La résilience, «un concept un peu vide»
«C’est comme arriver avec le gâteau avant d’avoir mis des ingrédients dedans», analyse François Rocher.
Pour ce dernier, puisque le niveau de confiance des citoyens baisse, «on ne peut pas arriver avec une solution en disant que l’on met sa confiance à l’endroit des institutions. On ne peut pas dire “on va faire confiance aux gens pour qu’ils partagent le vrai du faux” si on est sous une pluie de faussetés [de désinformation, NDLR]. Il faut commencer par ouvrir le parapluie».

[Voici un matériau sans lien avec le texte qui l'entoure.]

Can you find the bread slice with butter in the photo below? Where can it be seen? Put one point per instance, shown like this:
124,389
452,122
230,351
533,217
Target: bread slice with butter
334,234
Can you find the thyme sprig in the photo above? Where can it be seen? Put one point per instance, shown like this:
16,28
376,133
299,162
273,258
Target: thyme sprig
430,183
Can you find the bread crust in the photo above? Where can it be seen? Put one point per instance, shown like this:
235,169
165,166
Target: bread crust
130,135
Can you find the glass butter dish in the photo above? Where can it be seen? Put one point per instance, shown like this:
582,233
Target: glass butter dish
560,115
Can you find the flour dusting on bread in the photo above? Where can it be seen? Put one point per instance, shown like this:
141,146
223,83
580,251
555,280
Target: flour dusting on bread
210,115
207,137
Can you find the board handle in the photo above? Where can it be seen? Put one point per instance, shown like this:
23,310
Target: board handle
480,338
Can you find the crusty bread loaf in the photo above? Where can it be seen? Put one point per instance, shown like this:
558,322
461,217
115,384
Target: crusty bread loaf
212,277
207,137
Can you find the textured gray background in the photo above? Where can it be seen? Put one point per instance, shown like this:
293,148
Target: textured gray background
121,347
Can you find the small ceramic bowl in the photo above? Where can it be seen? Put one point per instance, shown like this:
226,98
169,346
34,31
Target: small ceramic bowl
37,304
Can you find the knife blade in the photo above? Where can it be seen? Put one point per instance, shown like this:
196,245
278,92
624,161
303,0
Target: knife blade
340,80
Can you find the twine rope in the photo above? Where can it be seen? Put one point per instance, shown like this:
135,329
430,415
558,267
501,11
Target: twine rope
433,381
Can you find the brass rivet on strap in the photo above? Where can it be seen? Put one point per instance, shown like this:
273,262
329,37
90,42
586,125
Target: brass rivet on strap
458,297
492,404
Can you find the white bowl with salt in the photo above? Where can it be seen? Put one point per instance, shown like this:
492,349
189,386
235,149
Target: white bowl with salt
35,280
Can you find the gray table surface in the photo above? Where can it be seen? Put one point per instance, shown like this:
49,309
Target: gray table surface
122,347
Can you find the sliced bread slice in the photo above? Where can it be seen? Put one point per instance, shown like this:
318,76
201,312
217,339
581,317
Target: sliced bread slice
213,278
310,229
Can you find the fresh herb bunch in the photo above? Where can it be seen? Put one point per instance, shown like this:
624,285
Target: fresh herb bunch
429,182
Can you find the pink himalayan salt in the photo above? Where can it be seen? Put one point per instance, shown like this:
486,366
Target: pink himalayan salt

La résilience démocratique est «un concept un peu vide», insiste François Rocher. «Ça [laisse croire] que les citoyens sont un peu responsables de leur propre sort et ça donne lieu à toutes sortes de dérives.»
Définir l’ingérence pour mieux s’y attaquer
La question de la définition de l’ingérence étrangère a aussi créé un obstacle lors de ce premier panel d’experts. Même si elle a déjà été définie par la Commission.
Qu’est-ce que l’ingérence étrangère?
«Les activités influencées par l’étranger qui sont des menaces envers la sécurité du Canada sont celles : qui touchent le Canada ou s’y déroulent, qui sont préjudiciables à ses intérêts, qui sont de nature clandestine ou trompeuse ou comportent des menaces envers quiconque», définit la commissaire Marie-Josée Hogues, qui mène l’Enquête publique sur l’ingérence étrangère, dans son rapport initial.
Pour le professeur de philosophie de l’Université de Warwick au Royaume-Uni, Qassim Cassam, il faut absolument une définition de l’ingérence étrangère «facile à comprendre pour être utilisable», afin de se doter d’un cadre de travail fiable.
Selon lui, cette définition inclut les «formes traditionnelles d’ingérence, mais aussi la forme moins traditionnelle, comme celle de la désinformation lors de campagnes électorales sur les médias sociaux, par exemple».
Avec une définition «on veut que nos filets attrapent les poissons que l’on veut, pas les poissons que l’on ne veut pas», illustre l’universitaire.
C’est tout l’inverse pour son collègue Hoi Kong, professeur et titulaire de la Chaire de la Très Honorable Beverley McLachlin en droit constitutionnel, à l’Université de la Colombie-Britannique. : «Il ne faut pas perdre du temps à définir l’ingérence mais se concentrer davantage sur le pourquoi de sa régulation et identifier les activités qui en font partie.»
Les panels sur d’autres thèmes qui seront tenus cette semaine aideront la Commissaire à bâtir son rapport, qui devra être déposé avant le 31 décembre.